No Association between Loss-of-Function Mutations in filaggrin and Diabetes, Cardiovascular Disease, and All-Cause Mortality

  • Lise Lotte N. Husemoen, 
  • Tea Skaaby, 
  • Torben Jørgensen, 
  • Jacob P. Thyssen, 
  • Michael Meldgaard, 
  • Pal B. Szecsi, 
  • Steen Stender, 
  • Jeanne Duus Johansen, 
  • Allan Linneberg
PLOS
x

Abstract

Background

Common loss-of-function mutations in the filaggrin gene (FLG) are a major predisposing risk factor for atopic disease due to reduced epidermal filaggrin protein levels. We previously observed an association between these mutations and type 2 diabetes and hypothesized that an inherited impairment of skin barrier functions could facilitate low-grade inflammation and hence increase the risk of diabetes and cardiovascular disease. We examined the association between loss-of-function mutations in FLG and diabetes, stroke, ischemic heart disease (IHD), and all-cause mortality in the general population.

Methods

The R501X and 2282del4 loss-of function mutations in FLG were genotyped in four Danish study populations including a total of 13373 adults aged 15-77 years. Two of the studies also genotyped the R2447X mutation. By linkage to Danish national central registers we obtained information for all participants on dates of diagnoses of diabetes, stroke, and IHD, as well as all-cause mortality. Data were analyzed by Cox proportional hazard models and combined by fixed effect meta-analyses.

Results

In meta-analyses combining the results from the four individual studies, carriage of loss-of-function mutations in FLG was not associated with incident diabetes (hazard ratio (HR) (95% confidence intervals (CI)) = 0.95 (0.73, 1.23), stroke (HR (95% CI) = 1.27 (0.97, 1.65), ischemic heart disease (HR (95%CI) = 0.92 (0.71, 1.19), and all-cause mortality (HR (95%CI) = 1.02 (0.83, 1.25)). Similar results were obtained when including prevalent cases in logistic regression models.

Conclusion

Our results suggest that loss-of-function mutations in FLG are not associated with type 2 diabetes, cardiovascular disease, and all-cause mortality. However, larger studies with longer follow-up are needed to exclude any associations.

Introduction

Filaggrin is a major structural protein in the upper epidermis [1]. Several loss-of-function mutations have been identified in the filaggrin gene (FLG), which result in filaggrin deficiency and impairment of the skin barrier. These gene defects are quite common and found in 7-10% of the white European general population [24]. The 2282del4 and R501X are the most frequent and comprise 80% of known loss-of-function genetic mutations in FLG [5]. They are believed to have equivalent biological effect, and are strong predisposing genetic risk factors for atopic dermatitis and also associated with other allergic diseases such as food allergy, asthma and rhinitis [57]. Whether these common loss-of-function mutations have an effect on other chronic diseases is currently unknown. Previous studies have suggested a possible association with type 2 diabetes and CVD [2,3,8]. On one hand, it has been hypothesized that impairment of the skin barrier increases the propensity to develop low-grade inflammation, which could increase the risk of diabetes and CVD [2]. On the other hand, it has also been suggested that loss-of function mutations in FLG protects against diabetes and CVD by increasing blood vitamin D concentrations. Hence, loss-of function mutations in FLG have been shown to result in higher serum vitamin D concentrations [9] supposedly due to a decreased UV protection of the keratinocytes [10]. Low serum 25(OH)D has been associated with risk of diabetes [11] and CVD in observational studies.

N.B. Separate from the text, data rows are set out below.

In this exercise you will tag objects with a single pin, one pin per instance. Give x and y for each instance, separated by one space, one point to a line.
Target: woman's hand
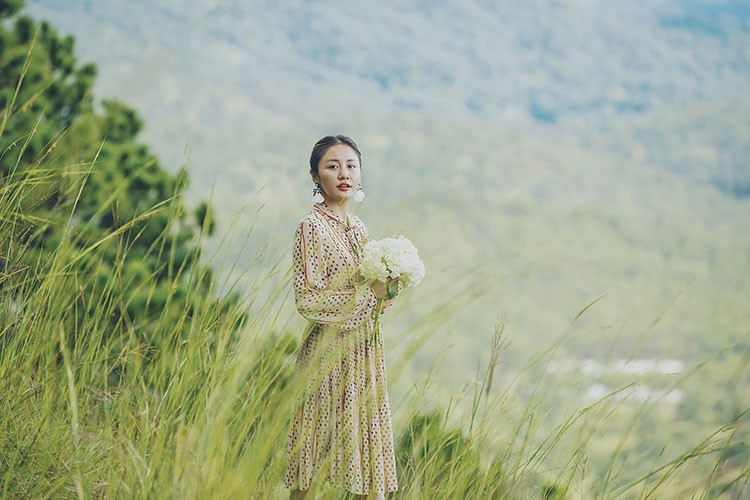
380 289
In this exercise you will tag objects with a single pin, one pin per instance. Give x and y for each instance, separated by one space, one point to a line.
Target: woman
341 427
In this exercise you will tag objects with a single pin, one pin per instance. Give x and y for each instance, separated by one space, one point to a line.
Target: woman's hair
326 142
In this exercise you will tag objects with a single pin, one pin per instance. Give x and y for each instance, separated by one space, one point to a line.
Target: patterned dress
341 426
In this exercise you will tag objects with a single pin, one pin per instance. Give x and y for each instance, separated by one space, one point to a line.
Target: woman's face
338 174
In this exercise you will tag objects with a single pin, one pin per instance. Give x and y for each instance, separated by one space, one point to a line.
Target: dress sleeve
315 301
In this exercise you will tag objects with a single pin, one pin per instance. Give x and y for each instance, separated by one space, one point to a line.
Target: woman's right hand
380 289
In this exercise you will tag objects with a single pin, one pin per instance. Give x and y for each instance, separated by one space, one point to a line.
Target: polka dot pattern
341 426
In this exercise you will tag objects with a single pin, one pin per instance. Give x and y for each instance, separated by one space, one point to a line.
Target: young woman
341 426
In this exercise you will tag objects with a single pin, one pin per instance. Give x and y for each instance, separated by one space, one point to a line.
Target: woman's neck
340 209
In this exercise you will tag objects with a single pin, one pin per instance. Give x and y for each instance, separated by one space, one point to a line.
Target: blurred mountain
557 150
203 69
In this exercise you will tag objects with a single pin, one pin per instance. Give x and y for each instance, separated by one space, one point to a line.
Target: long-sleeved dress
341 426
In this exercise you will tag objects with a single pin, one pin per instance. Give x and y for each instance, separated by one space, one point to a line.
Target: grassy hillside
543 158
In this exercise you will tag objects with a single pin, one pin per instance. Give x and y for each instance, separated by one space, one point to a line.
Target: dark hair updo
326 142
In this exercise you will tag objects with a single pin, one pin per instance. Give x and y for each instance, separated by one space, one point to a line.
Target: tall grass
88 409
204 414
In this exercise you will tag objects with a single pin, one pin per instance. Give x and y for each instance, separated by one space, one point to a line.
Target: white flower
392 258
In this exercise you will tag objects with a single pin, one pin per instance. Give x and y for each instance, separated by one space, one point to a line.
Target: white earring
359 195
317 194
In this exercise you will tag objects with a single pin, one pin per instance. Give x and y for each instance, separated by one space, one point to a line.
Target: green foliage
81 181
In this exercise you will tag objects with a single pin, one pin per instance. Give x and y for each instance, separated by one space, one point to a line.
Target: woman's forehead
340 152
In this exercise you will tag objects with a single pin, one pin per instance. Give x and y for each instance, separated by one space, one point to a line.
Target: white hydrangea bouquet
392 260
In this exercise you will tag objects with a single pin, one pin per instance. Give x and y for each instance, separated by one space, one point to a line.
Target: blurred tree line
74 178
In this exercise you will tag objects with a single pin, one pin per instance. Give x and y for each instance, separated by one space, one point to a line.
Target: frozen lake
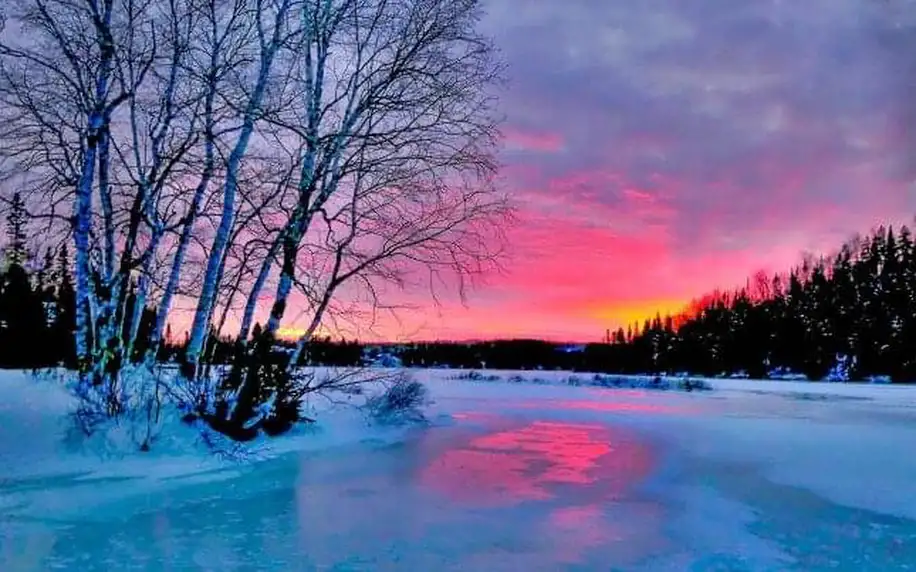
525 477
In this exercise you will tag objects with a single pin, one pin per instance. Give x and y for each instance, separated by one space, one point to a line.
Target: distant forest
851 315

Here, we examined whether loss-of-function mutations in FLG were associated with diabetes, IHD, stroke, and all-cause mortality by combining data from four Danish studies.

Materials and Methods

Study population

We used data from four Danish studies conducted at the Research Centre for Prevention and Health in the Copenhagen area: the Health2006 study [12], the Inter99 study [13], the Copenhagen Allergy 1998 study [14], and the Monica10 study [15]. All participants were identified in the central Danish Civil Registration System, and then recruited by invitation.

The Health2006 took place during 2006-2008 and consisted of a random sample of 7931 men and women aged 18-69 years (Danish nationality and born in Denmark) invited to participate in a general health examination with 3471 (43.8%) participating. The aim was to investigate the prevalence and risk factors of chronic diseases such as mental health, asthma, allergies, CVD, and diabetes.

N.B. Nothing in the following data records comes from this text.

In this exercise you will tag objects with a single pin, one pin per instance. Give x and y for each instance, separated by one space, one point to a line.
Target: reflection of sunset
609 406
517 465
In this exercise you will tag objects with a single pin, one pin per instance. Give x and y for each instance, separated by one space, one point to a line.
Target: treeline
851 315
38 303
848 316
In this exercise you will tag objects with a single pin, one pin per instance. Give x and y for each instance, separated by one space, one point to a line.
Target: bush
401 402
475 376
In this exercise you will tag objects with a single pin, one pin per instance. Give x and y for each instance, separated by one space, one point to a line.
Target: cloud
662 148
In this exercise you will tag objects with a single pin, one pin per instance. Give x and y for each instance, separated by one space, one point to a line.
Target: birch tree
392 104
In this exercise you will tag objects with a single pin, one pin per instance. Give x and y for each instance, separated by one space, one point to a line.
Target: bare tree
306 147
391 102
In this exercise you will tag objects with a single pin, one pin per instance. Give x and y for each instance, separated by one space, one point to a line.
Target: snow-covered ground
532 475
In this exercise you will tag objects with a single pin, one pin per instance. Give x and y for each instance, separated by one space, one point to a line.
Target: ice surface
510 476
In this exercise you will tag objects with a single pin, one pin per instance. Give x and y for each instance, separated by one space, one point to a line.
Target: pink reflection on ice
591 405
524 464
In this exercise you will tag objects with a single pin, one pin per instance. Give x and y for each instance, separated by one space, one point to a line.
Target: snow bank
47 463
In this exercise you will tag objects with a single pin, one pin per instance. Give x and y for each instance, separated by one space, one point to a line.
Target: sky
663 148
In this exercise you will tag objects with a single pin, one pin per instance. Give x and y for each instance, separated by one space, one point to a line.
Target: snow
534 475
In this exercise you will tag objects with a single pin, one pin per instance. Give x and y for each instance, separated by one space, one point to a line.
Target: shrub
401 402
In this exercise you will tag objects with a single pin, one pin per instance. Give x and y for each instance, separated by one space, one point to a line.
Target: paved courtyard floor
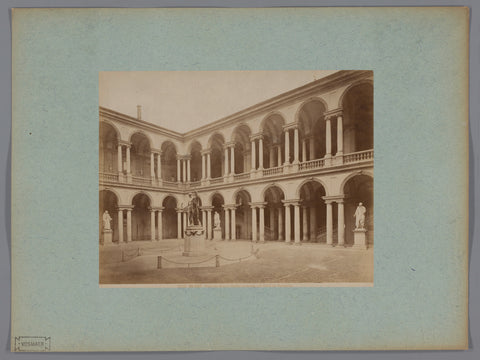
238 262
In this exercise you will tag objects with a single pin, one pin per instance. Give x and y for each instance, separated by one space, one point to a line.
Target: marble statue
106 220
216 220
360 216
194 209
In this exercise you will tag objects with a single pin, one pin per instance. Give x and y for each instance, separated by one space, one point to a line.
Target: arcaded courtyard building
292 168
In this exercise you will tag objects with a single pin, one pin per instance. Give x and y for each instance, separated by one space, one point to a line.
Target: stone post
262 223
297 223
341 223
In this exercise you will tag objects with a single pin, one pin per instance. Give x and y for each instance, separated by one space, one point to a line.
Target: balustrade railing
141 181
358 156
108 177
242 176
312 164
273 171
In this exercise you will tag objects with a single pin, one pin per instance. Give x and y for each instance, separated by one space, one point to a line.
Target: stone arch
353 174
299 187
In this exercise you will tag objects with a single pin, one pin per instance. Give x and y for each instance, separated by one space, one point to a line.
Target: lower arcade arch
169 218
313 214
243 215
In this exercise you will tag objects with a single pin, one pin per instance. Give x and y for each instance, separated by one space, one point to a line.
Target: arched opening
312 131
195 162
169 218
169 161
274 141
108 202
274 217
313 213
241 137
357 107
358 189
140 156
141 218
243 215
108 153
217 203
217 156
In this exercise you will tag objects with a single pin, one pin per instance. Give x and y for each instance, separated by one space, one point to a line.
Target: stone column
152 166
288 236
203 167
160 224
227 224
295 145
179 224
287 148
313 224
328 137
297 223
260 153
304 150
184 170
119 159
185 222
179 170
272 156
209 167
225 157
129 172
262 223
329 223
254 224
152 224
120 225
234 224
339 135
272 222
232 159
280 224
341 223
254 155
159 166
305 223
129 225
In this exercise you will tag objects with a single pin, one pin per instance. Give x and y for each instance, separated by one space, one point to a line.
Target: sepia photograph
236 178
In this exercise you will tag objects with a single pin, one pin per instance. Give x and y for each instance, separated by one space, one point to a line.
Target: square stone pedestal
107 237
360 239
217 234
194 243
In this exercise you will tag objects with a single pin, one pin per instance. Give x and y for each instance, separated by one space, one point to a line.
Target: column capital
288 202
125 207
258 204
334 198
333 113
256 136
124 143
290 126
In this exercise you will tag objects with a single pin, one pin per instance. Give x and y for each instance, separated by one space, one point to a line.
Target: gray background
5 147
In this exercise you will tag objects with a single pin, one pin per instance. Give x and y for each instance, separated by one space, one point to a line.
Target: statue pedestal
360 239
107 237
217 234
194 243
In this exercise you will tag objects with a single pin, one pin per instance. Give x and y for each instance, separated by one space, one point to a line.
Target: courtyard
236 262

The Inter99 study is a randomised controlled trial (CT00289237, ClinicalTrials.gov) investigating the effects of lifestyle intervention on CVD (N=61301)[13]. We used baseline data from a random subsample of 12934 men and women aged approximately 30, 35, 40, 45, 50, 55, or 60 years invited to participate in a health examination during 1999-2001. A total of 6784 (52.5%) participated. Only participants originating from Denmark, Norway, Sweden, Iceland, and the Faeroe Islands were included (n=6405) [16].

The Copenhagen Allergy study was initiated in 1990 and includes a group of participants randomly selected from the general population and a selected group of participants with allergic respiratory symptoms (recruited from a random sample of the general population by a screening questionnaire). We used data from the re-examination in 1997-1998 where a total of 1966 men and women aged 15–77 years with Danish nationality were invited for a health examination. A total of 1216 (61.9%) participated.

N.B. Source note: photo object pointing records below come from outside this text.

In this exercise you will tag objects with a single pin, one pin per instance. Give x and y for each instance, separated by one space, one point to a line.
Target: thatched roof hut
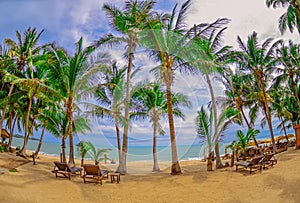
4 133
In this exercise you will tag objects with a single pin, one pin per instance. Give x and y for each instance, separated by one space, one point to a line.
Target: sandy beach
36 183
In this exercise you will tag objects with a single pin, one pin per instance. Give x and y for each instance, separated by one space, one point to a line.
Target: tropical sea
135 153
194 151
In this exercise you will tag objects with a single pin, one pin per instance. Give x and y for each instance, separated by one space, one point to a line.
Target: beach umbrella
4 134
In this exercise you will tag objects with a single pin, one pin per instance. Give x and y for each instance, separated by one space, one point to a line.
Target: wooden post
297 134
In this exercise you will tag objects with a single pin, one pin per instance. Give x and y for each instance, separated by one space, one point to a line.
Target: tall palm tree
205 128
110 97
237 87
24 52
289 19
128 22
83 147
211 45
166 42
289 57
72 77
152 103
259 61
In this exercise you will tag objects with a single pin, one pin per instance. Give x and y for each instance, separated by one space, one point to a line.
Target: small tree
206 130
97 153
83 147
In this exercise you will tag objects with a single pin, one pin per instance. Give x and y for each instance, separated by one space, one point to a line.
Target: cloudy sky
66 21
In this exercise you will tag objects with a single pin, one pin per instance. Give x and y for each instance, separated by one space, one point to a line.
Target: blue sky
66 21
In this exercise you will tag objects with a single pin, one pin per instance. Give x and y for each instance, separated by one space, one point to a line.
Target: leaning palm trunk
175 168
37 151
118 137
248 124
268 115
214 107
26 134
294 87
63 149
284 128
209 164
70 130
5 107
155 161
122 161
12 131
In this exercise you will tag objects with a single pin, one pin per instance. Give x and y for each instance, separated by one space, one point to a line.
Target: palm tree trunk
215 113
248 124
268 114
122 161
11 132
209 164
294 87
70 130
36 153
284 129
175 169
155 160
5 107
63 149
118 138
26 130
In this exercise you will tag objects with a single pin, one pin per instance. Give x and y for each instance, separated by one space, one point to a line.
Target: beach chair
254 163
63 169
93 173
269 160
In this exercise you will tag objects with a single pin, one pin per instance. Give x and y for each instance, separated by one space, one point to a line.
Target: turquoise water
135 153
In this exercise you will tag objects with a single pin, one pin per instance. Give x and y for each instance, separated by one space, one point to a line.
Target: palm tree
259 60
72 77
289 57
168 43
151 102
97 153
128 22
205 130
237 87
83 147
243 139
24 53
291 18
211 45
111 99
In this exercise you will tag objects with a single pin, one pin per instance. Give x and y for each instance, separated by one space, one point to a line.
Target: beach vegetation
289 19
149 101
206 131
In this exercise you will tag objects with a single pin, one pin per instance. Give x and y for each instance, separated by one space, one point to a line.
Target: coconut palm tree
211 44
97 153
74 77
259 61
23 52
205 128
289 57
237 87
128 22
289 19
151 102
110 97
83 147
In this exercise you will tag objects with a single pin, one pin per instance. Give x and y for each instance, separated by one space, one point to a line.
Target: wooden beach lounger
255 163
64 169
93 173
269 160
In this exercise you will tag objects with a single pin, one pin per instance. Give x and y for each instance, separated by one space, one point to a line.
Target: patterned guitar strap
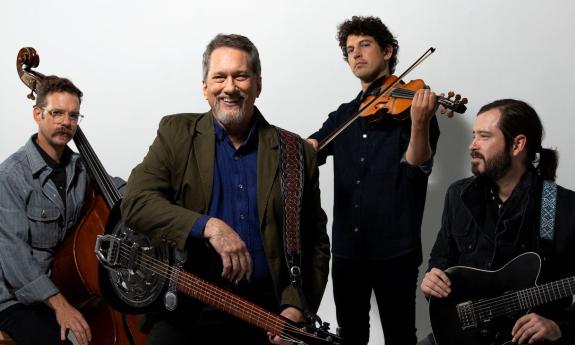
292 184
547 226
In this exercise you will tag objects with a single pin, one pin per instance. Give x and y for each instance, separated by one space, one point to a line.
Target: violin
75 268
393 99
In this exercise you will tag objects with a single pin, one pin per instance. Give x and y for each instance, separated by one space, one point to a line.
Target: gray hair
232 41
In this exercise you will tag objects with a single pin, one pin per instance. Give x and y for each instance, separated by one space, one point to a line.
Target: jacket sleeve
315 241
149 197
444 253
29 282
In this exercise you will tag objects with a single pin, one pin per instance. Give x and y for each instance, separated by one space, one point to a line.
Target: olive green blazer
172 188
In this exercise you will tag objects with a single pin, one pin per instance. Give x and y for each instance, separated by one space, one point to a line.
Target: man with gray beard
214 177
501 213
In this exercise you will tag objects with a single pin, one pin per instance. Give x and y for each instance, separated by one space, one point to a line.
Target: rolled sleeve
37 290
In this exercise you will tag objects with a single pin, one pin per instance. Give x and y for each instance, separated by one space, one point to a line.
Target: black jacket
463 240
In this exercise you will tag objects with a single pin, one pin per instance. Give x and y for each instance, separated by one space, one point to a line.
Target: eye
74 116
242 77
57 112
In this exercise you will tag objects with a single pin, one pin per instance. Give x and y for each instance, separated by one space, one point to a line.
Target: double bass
75 266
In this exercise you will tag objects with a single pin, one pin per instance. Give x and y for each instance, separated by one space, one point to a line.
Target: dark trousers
31 325
194 324
394 283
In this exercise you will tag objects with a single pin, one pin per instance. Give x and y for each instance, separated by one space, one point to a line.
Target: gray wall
138 60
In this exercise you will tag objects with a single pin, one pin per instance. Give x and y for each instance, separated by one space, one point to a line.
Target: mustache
476 154
235 96
63 131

The Danish Monitoring Trends and Determinants of Cardiovascular Disease (MONICA)10 cohort consists of 4130 individuals with Danish >Nationality, who were invited to participate in a follow-up examination during 1993-1994. A total of 2656 (64%) aged approximately 41, 51, 61, or 71 years old participated .

All participants underwent a general health examination including objective assessments and tests, self-administered questionnaires, blood samples, and DNA. Participant without valid FLG genotype were excluded leaving 3343 (96.3%) (Health2006), 6247 (97.5%) (Inter99), 1206 (99.2%) (Allergy1998), and 2577 (97.0%) (MONICA10) participants for statistical analysis (ntotal= 13373).

Ethics statement

Informed written consent was obtained from all participants. The studies have been approved by the Ethical Committee of Copenhagen, and have been performed in accordance with the 1964 Declaration of Helsinki and its later amendments.

Genotyping of FLG

In the health2006 and Inter99 cohorts, we determined the three most common loss-of-function mutations in FLG (R501X, 2282del4, and R2447X), where the first two have been shown to be associated with higher serum 25(OH)D concentrations[9]. Regions covering these mutations were amplified from genomic DNA by allele-specific, asymmetric PCR with tagged and biotinylated primers. The obtained PCR products were hybridized to spectrally coded microbeads (Luminex, Austin, Texas) carrying tag-sequences as DNA probes, and subsequently analyzed on a BioPlex 200 (Bio-Rad Laboratories, Hercules, CA). The call rates were >99% for all six alleles [17].

Only the two most common loss-of-function mutations in FLG (R501X, 2282del4) were determined in the Allergy1998 and MONICA10 cohorts using the same methods.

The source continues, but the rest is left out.